| | 要旨トップ | 受賞講演 一覧 | | 日本生態学会第73回全国大会 (2026年3月、京都) 講演要旨 ESJ73 Abstract |
第14回 日本生態学会奨励賞(鈴木賞)/The 14th Suzuki Award
群集集合—ある区域に成立する生物群集の構造とその形成プロセス—を理解することは、生態学における主要なテーマの1つである。気候変動や景観の人為的撹乱が生態系に深刻な影響を及ぼしている現代において、群集に将来生じる変化を予測するためには、単一の生態系内部のプロセスだけでなく、生態系の境界を超えて移動する資源や生物の影響を統合的に捉える視点が不可欠である。しかし、こうした境界をまたぐ資源や生物の移動が、群集構造にどのように寄与するのかについては、河川での知見に比べ、他の系では実証研究が依然として限られている。私はこの課題に対し、境界が明確であり境外からの資源や生物の移動過程を追跡できるモデル系として、山岳の高山帯および海洋島に着目して研究を行ってきた。高山帯での研究では、山麓で出現し、風や飛行によって高山帯に輸送される節足動物が、残雪期から初夏にかけて高山帯で繁殖する鳥類の主要な餌資源になっていることを定量的に示した。さらに、残雪期に山麓から高山帯の残雪上に節足動物が輸送され、初夏にはハイマツ上で、晩夏には高山植物のお花畑で節足動物が出現することも明らかになった。鳥類は、季節進行に伴って空間的に移動する節足動物の資源の波を追うように採食場所を変化させることで、残雪期から晩夏まで餌を連続的に利用できることが示唆される。これらの結果は、山麓から輸送される節足動物が特に春先の餌資源に関する制限を緩和し、高山帯の鳥類群集構造に影響を与える可能性を示している。
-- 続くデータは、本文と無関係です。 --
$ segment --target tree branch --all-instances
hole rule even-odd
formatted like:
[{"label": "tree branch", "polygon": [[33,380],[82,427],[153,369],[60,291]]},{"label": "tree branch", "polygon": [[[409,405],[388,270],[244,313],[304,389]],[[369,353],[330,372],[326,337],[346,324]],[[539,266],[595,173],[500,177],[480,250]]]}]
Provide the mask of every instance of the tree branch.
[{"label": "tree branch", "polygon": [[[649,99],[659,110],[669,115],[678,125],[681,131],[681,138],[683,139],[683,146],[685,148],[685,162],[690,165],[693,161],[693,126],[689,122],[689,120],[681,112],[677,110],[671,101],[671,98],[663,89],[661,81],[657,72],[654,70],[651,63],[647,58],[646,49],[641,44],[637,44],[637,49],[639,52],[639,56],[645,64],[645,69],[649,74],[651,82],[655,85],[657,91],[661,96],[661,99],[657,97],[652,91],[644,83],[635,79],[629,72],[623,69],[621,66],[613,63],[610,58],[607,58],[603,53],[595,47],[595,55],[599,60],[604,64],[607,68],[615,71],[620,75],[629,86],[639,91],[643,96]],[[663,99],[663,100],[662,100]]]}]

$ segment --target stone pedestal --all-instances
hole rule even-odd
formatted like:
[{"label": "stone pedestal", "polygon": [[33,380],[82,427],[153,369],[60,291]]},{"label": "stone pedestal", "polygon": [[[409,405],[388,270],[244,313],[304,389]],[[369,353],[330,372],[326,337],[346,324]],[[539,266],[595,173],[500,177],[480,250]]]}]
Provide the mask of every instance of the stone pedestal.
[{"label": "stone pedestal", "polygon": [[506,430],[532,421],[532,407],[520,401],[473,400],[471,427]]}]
一方、海洋島での研究では、本土で分布を拡大した鳥類が伊豆諸島の島々でも分布を拡大させていることや、多くの島で鳥類の種数、機能や系統的な多様性が低下したことを明らかにした。加えて、頂点捕食者である猛禽類も多くの島で減少していた。これらの結果は、複数の島に導入された捕食者の影響が島内の食物網の崩壊や直接捕食によって鳥類への負の影響として現れ、さらに鳥類の島間移動を介して群島全体に波及した可能性を示している。以上の研究成果は、境界をまたぐ資源や生物の移動が、高山帯と海洋島に成り立つ鳥類群集の群集集合を理解する鍵であることを強く示唆している。本講演では、境界をまたぐ資源や生物の移動がもたらす資源制約の緩和と撹乱の影響の波及という2つの側面に着目し、人間活動によって群集がどのように変化しうるかを、高山帯と海洋島の事例から論じたい。